Simon McNamara is director-general of the European Regions Airline Association.
The air traffic management (ATM) in Europe is long overdue for reform and, despite considerable efforts by policymakers, progress towards real reform remains elusive.
ATM is essential to the aviation industry – the airline industry relies on ATM in the same way that the rail industry relies on track infrastructure and the haulage industry relies on roads. Lack of adequate infrastructure in the aviation industry results in flight delays, cancellations and unnecessary fuel burn - not good for passengers, airlines or the environment.
A desire for a more efficient and cost effective air traffic system in Europe is nothing new, but achieving it has been fraught with problems. Delivering new efficiencies has been an elusive goal for almost the last 20 years and, despite successive attempts to introduce reforms, it sometimes feels as if the end goal is still some distance away.
However, the building blocks are in place. ATM can be delivered more cheaply and more efficiently but there is considerable duplication across Europe. Each state replicates hardware and processes to control its own state airspace, despite the fact that European airspace should be a single seamless infrastructure.
So why is reform taking so long? There are many reasons why solutions, whether technology or the introduction of European performance targets, have either been watered down or rejected. These are often due to politics and a reluctance to consolidate what are still, in many cases, state-run entities that provide Europe's air traffic services. States are very reluctant to release their airspace sovereignty and unions are concerned about the impact of reform on employment - failing to understand that reform could have a positive, rather than negative, impact on the job market.
But there has been progress. SESAR, the Single European Sky ATM research programme, is coordinating both research and development for ATM with the intention of achieving harmonised technology solutions that will be of benefit to everyone. However, delivery of SESAR is reaching a critical time and it is essential that these benefits are seen. The European Commission has proposed and, following co-decision, introduced legislation on the Single European Sky that has allowed European performance targets to be set in the areas of cost effectiveness and capacity.

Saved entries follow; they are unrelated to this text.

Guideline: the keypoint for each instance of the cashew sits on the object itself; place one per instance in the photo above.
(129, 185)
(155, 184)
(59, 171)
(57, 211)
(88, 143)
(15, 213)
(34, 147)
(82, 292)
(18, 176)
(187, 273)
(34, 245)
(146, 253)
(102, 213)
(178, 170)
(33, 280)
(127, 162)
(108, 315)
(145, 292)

While states still seem reluctant to set ambitions targets that will drive real change these and other hurdles must be overcome. Perhaps what has been missing most from the project is a single leadership focus. The most successful ventures and projects have always been led by an individual or entity that has been driven by a simple sense of purpose to deliver. Someone who can rise above day-to-day conflicts, look beyond short-term politics and find solutions.
Maybe what the SES lacks is a chief executive officer. The project has no single leader – instead, we have a series of personalities, politicians and committees who are all, with the best of intentions, contributing to delivering a solution but who collectively lack a single sense of purpose and vision.
A recent conversation about SES provoked the very telling comment: “There are plenty of officers on the bridge, but who is in command?” Now is the time for a leader to step forward and take the project to its logical conclusion. And it must be sooner rather than later.